A bright flash lit the clouds of dust above them.

‘What was that?’ Max asked.

‘Twenty six, twenty seven …’ Miss Hess was counting the seconds. It was almost a minute before he heard the final explosion.

‘Looks like they got it,’ Miss Hess shouted with excitement. ‘Pity our boys didn’t catch it before Betsy was vaporised. Going by the sound delay, it must have been below one hundred thousand feet. Quite unusual for a modern attack drone to fly so low. They must have really wanted to get you.’ Even while talking, she was air-typing rapidly, and a light on her latest model ring-phone indicated she was getting replies.

‘Whose drone was it then?’ Max asked.

Miss Hess shrugged. ‘Like they’re going to tell me. I’ve heard the air-force is always chasing drones. Could be anyone. They can’t really shoot too many down without admitting we’ve lost control of our skies. The Americans tell us nothing, so even the armed ones might be friendly.’

‘Armed drones flying over Australia!’ Cathy said indignantly.

‘Yes, who’d have thought,’ she said. ‘When I was young, only the major powers could kill remotely by drone – now everyone’s at it. A new form of world democracy. Let’s move you civilians further from the carnage before the cavalry arrive.’

They followed her away from the debris field.

‘This should be far enough,’ she said after they had moved a hundred metres. ‘You lot stay here while I take a look to see who got killed in the chase car. Serves them right for tail-gating, and I’m grateful you suggested the shell game, but if anyone asks, let’s not mention why they died. It’s not good for morale.’

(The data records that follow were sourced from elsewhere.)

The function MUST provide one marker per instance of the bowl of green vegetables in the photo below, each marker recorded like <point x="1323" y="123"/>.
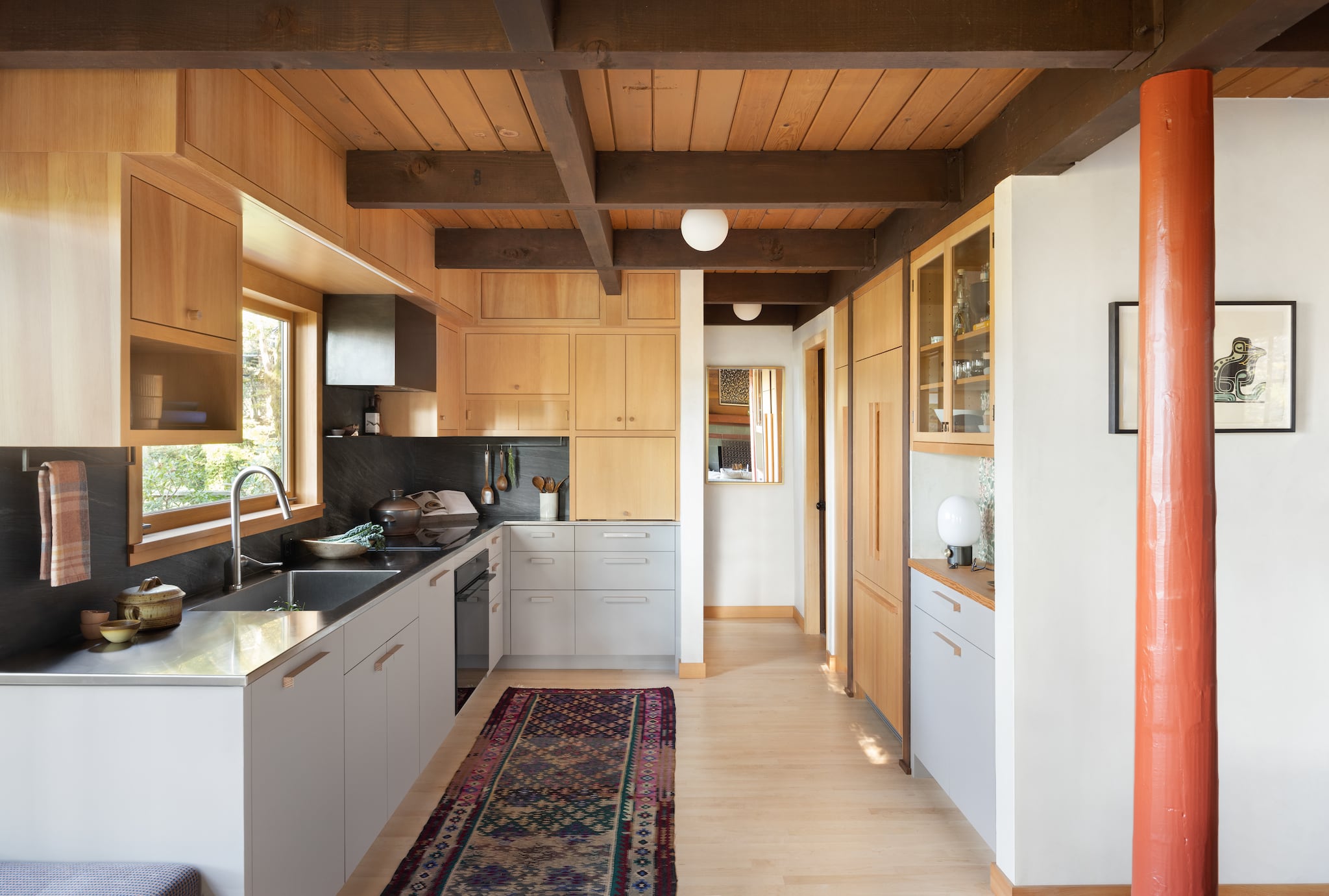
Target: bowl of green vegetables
<point x="348" y="544"/>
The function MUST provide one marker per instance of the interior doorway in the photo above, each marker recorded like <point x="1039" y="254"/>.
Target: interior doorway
<point x="815" y="487"/>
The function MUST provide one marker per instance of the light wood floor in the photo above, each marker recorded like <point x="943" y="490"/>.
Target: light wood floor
<point x="785" y="786"/>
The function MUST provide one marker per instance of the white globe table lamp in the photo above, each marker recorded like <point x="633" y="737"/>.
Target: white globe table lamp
<point x="958" y="524"/>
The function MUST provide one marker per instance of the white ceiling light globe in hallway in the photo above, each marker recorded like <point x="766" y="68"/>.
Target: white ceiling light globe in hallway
<point x="705" y="229"/>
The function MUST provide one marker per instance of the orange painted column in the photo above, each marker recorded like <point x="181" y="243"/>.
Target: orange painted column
<point x="1177" y="774"/>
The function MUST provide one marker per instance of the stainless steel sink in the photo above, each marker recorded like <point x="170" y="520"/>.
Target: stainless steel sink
<point x="306" y="589"/>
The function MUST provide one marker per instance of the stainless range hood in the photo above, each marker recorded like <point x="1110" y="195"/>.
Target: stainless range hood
<point x="379" y="341"/>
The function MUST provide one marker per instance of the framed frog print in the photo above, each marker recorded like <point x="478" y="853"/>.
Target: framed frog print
<point x="1255" y="366"/>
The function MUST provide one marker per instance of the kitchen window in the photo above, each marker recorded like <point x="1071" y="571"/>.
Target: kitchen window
<point x="182" y="495"/>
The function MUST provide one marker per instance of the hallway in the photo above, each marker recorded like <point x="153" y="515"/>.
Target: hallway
<point x="783" y="786"/>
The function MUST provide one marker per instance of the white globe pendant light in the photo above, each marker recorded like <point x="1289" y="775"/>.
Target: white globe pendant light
<point x="705" y="229"/>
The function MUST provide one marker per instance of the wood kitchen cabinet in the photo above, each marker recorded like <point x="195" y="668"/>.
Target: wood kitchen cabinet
<point x="953" y="343"/>
<point x="880" y="649"/>
<point x="517" y="363"/>
<point x="626" y="382"/>
<point x="128" y="273"/>
<point x="625" y="478"/>
<point x="879" y="460"/>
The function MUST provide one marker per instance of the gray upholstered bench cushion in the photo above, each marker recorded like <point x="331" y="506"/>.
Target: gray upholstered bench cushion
<point x="97" y="879"/>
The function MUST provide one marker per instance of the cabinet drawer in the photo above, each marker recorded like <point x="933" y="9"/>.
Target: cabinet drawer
<point x="624" y="569"/>
<point x="625" y="622"/>
<point x="972" y="620"/>
<point x="369" y="631"/>
<point x="541" y="569"/>
<point x="620" y="537"/>
<point x="543" y="622"/>
<point x="541" y="537"/>
<point x="953" y="718"/>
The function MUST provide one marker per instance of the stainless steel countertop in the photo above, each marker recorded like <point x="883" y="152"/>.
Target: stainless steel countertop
<point x="219" y="648"/>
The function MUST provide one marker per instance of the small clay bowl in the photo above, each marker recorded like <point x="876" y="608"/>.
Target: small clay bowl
<point x="120" y="631"/>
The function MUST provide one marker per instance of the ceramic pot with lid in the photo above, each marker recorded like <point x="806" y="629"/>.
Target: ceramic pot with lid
<point x="152" y="603"/>
<point x="398" y="515"/>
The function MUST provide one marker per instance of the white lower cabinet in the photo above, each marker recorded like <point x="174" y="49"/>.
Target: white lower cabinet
<point x="437" y="666"/>
<point x="543" y="622"/>
<point x="382" y="738"/>
<point x="953" y="712"/>
<point x="297" y="797"/>
<point x="625" y="622"/>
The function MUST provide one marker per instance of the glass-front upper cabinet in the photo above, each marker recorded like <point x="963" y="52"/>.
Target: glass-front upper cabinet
<point x="952" y="317"/>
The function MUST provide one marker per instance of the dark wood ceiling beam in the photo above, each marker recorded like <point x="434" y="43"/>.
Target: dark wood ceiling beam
<point x="1065" y="116"/>
<point x="795" y="250"/>
<point x="764" y="289"/>
<point x="559" y="104"/>
<point x="589" y="34"/>
<point x="1303" y="45"/>
<point x="560" y="178"/>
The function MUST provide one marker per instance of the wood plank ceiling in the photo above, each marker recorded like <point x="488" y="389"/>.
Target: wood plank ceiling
<point x="665" y="110"/>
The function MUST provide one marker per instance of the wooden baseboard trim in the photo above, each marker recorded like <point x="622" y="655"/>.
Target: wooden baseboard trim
<point x="691" y="670"/>
<point x="1001" y="886"/>
<point x="786" y="612"/>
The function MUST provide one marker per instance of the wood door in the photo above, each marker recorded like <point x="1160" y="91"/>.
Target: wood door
<point x="626" y="478"/>
<point x="366" y="758"/>
<point x="879" y="471"/>
<point x="652" y="375"/>
<point x="650" y="298"/>
<point x="877" y="319"/>
<point x="297" y="788"/>
<point x="448" y="381"/>
<point x="601" y="381"/>
<point x="517" y="363"/>
<point x="184" y="263"/>
<point x="400" y="665"/>
<point x="489" y="415"/>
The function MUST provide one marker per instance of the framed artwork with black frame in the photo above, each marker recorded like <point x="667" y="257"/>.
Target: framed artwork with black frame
<point x="1255" y="367"/>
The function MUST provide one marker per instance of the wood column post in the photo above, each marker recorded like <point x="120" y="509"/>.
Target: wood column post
<point x="1177" y="778"/>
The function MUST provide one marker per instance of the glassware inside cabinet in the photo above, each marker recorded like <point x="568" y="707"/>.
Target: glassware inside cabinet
<point x="934" y="324"/>
<point x="971" y="369"/>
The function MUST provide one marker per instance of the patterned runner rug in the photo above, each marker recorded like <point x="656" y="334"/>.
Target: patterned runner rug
<point x="565" y="792"/>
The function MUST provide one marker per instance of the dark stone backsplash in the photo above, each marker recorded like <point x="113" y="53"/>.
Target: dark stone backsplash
<point x="356" y="474"/>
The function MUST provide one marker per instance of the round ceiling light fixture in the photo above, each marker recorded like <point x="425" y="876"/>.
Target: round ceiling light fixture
<point x="705" y="229"/>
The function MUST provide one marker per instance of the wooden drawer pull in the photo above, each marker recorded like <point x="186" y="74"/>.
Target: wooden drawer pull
<point x="378" y="664"/>
<point x="289" y="681"/>
<point x="955" y="604"/>
<point x="953" y="645"/>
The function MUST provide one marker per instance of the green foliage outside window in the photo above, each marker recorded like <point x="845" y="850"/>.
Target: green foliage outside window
<point x="180" y="476"/>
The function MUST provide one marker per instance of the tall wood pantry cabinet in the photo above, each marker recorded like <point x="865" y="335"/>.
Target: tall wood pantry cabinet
<point x="879" y="470"/>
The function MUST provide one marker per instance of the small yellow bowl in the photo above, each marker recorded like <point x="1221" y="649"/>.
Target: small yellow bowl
<point x="120" y="631"/>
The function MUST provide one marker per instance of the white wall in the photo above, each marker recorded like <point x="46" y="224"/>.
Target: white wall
<point x="750" y="544"/>
<point x="691" y="474"/>
<point x="1066" y="519"/>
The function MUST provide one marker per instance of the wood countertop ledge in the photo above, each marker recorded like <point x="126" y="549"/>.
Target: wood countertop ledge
<point x="964" y="580"/>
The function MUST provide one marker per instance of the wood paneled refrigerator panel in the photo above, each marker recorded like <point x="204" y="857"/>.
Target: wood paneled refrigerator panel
<point x="877" y="471"/>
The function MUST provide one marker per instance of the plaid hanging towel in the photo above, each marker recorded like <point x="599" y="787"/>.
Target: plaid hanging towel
<point x="63" y="499"/>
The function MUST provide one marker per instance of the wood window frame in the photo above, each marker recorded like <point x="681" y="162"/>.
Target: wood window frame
<point x="184" y="529"/>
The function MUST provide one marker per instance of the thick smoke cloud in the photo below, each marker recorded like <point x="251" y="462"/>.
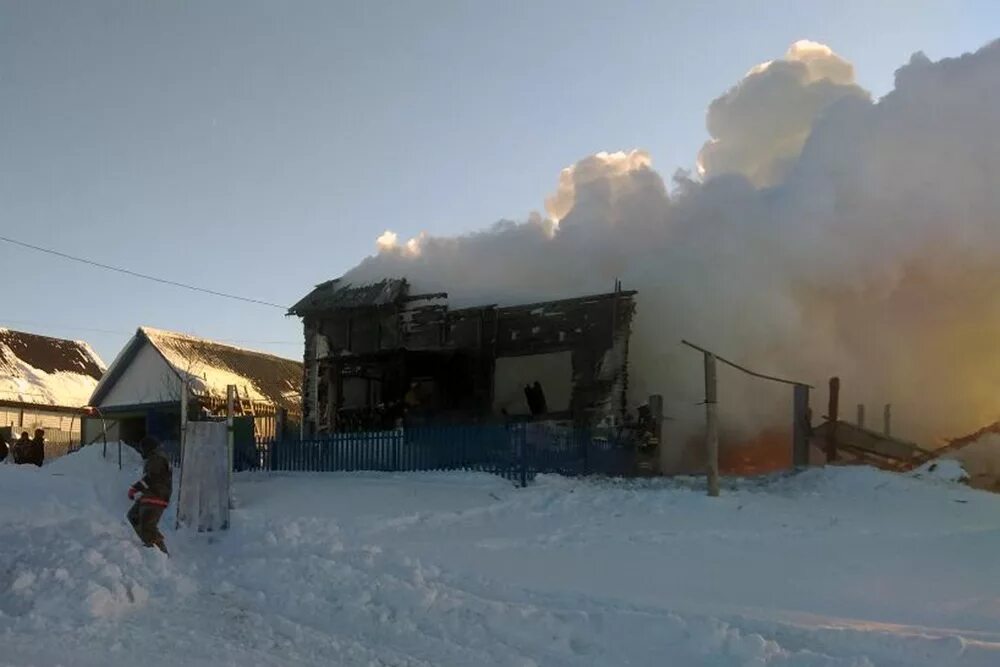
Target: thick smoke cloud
<point x="841" y="236"/>
<point x="759" y="127"/>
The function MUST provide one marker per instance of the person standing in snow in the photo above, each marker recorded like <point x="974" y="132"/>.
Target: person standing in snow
<point x="21" y="448"/>
<point x="153" y="492"/>
<point x="37" y="448"/>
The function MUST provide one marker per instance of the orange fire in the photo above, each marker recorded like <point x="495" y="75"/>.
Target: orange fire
<point x="769" y="451"/>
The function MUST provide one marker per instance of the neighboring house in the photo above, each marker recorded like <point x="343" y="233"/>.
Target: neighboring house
<point x="45" y="383"/>
<point x="376" y="354"/>
<point x="141" y="392"/>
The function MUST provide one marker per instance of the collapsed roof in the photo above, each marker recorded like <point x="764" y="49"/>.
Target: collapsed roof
<point x="340" y="294"/>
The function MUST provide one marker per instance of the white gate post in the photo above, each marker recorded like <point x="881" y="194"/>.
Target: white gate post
<point x="230" y="407"/>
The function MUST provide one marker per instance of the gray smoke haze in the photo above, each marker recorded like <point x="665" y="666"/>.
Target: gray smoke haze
<point x="826" y="234"/>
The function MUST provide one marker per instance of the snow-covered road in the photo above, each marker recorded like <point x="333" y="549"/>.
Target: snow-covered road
<point x="844" y="566"/>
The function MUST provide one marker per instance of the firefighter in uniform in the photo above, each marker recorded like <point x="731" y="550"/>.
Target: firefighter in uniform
<point x="151" y="494"/>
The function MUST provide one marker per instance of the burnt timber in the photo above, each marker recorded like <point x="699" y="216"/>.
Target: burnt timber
<point x="377" y="356"/>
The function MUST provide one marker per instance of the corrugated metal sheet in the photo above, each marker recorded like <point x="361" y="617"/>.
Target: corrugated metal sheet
<point x="337" y="294"/>
<point x="46" y="371"/>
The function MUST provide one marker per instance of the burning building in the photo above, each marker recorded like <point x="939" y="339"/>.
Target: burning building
<point x="376" y="354"/>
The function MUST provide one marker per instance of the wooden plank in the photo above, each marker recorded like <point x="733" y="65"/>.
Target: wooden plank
<point x="711" y="425"/>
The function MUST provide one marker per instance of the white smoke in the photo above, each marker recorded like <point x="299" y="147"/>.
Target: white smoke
<point x="759" y="127"/>
<point x="829" y="235"/>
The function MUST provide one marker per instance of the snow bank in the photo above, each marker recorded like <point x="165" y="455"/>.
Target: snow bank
<point x="982" y="461"/>
<point x="944" y="470"/>
<point x="831" y="567"/>
<point x="68" y="558"/>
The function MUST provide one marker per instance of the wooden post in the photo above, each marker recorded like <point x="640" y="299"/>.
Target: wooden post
<point x="800" y="426"/>
<point x="180" y="482"/>
<point x="832" y="416"/>
<point x="656" y="416"/>
<point x="230" y="410"/>
<point x="711" y="425"/>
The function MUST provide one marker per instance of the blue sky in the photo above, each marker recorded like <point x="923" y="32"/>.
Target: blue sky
<point x="261" y="147"/>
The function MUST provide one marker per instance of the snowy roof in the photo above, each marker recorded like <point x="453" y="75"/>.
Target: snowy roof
<point x="210" y="366"/>
<point x="47" y="371"/>
<point x="337" y="294"/>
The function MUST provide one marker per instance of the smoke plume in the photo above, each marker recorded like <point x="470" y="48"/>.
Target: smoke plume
<point x="826" y="234"/>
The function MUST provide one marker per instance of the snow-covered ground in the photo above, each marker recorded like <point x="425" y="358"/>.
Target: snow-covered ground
<point x="846" y="566"/>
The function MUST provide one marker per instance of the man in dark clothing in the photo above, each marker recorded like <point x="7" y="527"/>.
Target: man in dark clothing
<point x="37" y="448"/>
<point x="154" y="491"/>
<point x="22" y="448"/>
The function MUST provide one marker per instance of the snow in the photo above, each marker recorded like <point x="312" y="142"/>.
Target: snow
<point x="204" y="375"/>
<point x="981" y="459"/>
<point x="22" y="382"/>
<point x="946" y="470"/>
<point x="830" y="567"/>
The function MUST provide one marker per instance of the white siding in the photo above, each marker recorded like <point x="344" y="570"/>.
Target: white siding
<point x="147" y="379"/>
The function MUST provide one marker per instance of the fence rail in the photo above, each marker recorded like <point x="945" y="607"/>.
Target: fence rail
<point x="515" y="451"/>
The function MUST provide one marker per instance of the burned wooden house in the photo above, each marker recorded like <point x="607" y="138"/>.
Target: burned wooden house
<point x="377" y="356"/>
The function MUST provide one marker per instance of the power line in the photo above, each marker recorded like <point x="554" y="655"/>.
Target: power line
<point x="135" y="274"/>
<point x="73" y="327"/>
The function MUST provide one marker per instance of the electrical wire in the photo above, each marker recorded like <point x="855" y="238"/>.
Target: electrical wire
<point x="136" y="274"/>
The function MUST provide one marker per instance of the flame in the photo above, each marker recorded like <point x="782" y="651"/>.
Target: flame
<point x="768" y="451"/>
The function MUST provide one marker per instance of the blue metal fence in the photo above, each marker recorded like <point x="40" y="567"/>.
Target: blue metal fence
<point x="516" y="451"/>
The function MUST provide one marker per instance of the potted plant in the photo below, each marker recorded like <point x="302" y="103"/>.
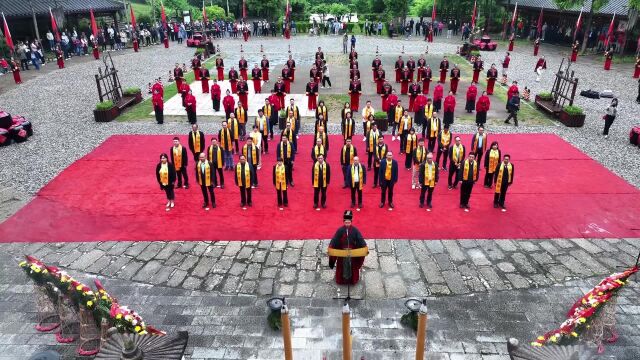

Miss Hess began climbing up to the roadway, then paused. ‘Choosing a wreath can be a delicate matter when you’ve worked for many years with the deceased. A tricky balance between taste and cost, particularly if you didn’t like them, but I think I might be more generous this time.’

With that, she slipped away into the dusty darkness towards the faint and flickering glow.